You can find these opportunities in a variety of ways, including:
- Google Search Operators: This is essentially using Google search operators to find opportunities in your desired niche such as “[your keyword]” + “contribute” or “[your keyword]” + “write for us”.
- Competitor Backlink Scrape: What you’ll want to do here is to compile a list of everywhere your competitors are getting backlinks from using Ahrefs, Majestic, or similar tools, audit this list for guest posts, and then compile the best opportunities for your brand from that list.
- Follow the Influencers: This search is the middle ground between the first two ways to find opportunities, you’re using Google search operators, but you also are looking for opportunities written by a specific person. First you need to identify influencers in your niche who guest post frequently and then target every site they’ve been published on. You could search for these opportunities like this: “guest post” + [influencer name]

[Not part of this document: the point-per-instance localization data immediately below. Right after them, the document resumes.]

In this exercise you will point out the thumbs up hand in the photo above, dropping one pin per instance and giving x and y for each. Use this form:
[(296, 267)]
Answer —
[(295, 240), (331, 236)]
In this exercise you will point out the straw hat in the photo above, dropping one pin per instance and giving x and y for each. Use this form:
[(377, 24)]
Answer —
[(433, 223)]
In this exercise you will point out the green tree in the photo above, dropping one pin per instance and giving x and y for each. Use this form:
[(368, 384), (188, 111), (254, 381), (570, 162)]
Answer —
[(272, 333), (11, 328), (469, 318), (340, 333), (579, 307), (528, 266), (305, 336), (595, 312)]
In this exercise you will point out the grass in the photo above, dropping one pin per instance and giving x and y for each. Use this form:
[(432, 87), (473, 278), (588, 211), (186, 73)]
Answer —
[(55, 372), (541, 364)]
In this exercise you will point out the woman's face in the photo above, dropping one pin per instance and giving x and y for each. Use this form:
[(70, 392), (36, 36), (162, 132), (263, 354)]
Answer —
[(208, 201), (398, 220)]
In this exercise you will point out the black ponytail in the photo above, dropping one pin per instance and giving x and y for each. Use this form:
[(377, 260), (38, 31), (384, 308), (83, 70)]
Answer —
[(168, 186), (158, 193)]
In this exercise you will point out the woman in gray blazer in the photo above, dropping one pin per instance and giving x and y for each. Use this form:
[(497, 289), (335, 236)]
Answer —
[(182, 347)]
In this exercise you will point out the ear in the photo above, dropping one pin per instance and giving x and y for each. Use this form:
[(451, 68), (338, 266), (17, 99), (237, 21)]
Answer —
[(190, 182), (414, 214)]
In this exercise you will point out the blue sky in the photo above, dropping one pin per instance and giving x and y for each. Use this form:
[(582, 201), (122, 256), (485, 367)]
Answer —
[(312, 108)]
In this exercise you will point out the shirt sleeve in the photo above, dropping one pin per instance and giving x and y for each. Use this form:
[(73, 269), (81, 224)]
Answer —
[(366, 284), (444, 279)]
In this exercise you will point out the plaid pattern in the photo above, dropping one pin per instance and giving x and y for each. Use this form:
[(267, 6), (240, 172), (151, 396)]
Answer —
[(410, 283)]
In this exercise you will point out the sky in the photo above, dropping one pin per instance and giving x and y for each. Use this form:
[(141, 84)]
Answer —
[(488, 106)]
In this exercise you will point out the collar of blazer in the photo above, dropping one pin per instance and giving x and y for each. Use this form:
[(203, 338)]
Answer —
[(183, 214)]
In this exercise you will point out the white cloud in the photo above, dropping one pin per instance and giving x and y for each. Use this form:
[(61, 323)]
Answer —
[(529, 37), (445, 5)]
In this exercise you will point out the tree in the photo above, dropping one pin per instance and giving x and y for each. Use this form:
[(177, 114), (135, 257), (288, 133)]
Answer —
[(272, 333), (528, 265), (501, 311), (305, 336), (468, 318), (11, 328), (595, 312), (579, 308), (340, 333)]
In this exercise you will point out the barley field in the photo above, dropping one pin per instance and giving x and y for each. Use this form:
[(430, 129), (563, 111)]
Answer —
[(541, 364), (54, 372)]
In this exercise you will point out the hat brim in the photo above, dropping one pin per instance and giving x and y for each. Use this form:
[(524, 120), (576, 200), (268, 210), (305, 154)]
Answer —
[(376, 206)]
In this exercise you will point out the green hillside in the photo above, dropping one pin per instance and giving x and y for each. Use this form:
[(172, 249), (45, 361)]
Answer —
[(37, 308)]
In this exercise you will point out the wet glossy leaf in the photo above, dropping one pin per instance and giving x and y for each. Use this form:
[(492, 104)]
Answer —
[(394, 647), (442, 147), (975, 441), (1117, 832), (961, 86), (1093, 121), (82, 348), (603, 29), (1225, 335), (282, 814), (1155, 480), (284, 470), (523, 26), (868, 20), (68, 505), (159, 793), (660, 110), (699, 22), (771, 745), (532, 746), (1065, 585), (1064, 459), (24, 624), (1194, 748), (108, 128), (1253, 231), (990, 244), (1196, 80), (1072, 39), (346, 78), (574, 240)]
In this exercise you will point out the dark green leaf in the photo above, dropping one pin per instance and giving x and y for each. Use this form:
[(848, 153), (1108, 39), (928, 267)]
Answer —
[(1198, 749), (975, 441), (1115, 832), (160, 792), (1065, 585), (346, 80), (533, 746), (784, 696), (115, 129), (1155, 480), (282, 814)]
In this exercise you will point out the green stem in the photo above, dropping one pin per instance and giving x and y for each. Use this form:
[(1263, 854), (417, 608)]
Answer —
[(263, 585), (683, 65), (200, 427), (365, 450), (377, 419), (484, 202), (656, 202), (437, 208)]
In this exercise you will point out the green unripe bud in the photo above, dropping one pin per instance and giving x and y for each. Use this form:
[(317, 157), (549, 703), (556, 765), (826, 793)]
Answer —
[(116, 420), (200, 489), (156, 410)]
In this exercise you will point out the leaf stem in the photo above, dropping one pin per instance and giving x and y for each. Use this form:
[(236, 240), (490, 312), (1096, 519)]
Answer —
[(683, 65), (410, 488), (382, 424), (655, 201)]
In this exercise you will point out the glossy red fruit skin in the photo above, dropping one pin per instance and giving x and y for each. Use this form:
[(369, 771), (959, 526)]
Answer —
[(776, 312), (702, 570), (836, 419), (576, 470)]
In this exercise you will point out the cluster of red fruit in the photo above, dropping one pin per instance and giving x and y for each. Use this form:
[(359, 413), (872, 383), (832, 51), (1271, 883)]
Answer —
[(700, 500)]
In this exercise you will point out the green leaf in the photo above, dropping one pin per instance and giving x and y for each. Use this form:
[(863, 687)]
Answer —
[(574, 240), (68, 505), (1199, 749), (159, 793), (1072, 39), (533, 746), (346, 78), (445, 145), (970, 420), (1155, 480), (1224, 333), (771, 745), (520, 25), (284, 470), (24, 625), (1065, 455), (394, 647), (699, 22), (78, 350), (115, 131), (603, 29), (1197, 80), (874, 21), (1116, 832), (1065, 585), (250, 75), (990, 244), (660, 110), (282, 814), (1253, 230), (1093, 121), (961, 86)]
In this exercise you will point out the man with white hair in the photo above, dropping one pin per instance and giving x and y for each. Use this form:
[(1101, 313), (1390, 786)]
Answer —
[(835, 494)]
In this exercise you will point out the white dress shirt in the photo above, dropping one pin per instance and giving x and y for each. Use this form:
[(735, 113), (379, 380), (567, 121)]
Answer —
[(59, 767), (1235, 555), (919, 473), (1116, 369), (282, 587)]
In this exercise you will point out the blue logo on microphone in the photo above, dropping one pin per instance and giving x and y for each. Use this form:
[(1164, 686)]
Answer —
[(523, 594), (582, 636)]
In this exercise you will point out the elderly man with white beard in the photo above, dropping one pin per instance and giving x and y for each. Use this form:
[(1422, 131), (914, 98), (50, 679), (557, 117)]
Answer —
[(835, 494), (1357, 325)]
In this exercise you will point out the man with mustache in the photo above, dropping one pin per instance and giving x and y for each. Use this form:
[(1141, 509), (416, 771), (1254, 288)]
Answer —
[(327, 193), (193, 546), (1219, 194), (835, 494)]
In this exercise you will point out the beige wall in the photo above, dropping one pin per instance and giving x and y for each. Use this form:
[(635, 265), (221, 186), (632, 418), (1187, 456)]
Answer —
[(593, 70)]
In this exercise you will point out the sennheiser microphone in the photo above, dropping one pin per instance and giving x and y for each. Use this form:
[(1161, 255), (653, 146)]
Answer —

Once you develop your list of sites where you could guest post, you should carefully consider who you want to approach with your content. There may be 100 authoritative sites that would accept a guest post from you, but how do they fit with your brand, your voice, and your niche? Ultimately, choosing the right opportunity comes down to authenticity.
Affinity Link Building
In this tactic, you want to evaluate link opportunities that are tangentially related to your product, but directly related to your audience. So what does this mean? This means the question you want to ask when prospecting is, where is your ideal audience? What organizations are they a part of? What digital content do they consume? For example, if my product was software for the hospitality industry, then finding tourism professional organizations at the local, regional, and state level would put my content directly in front of my ideal audience.
What is important for this tactic to be successful is relevancy. You want to ensure that the link you are suggesting is relevant for the audience of the page you have hand selected.
You Have Your List, Now What?
Now that you are empowered to create content that people will want to link to and you know how to find the ideal audience for your link building efforts, all that is left is to perform outreach and measure your results. With dedicated time and effort, your goal of link building for SaaS will quickly become a reality and you will see tangible results.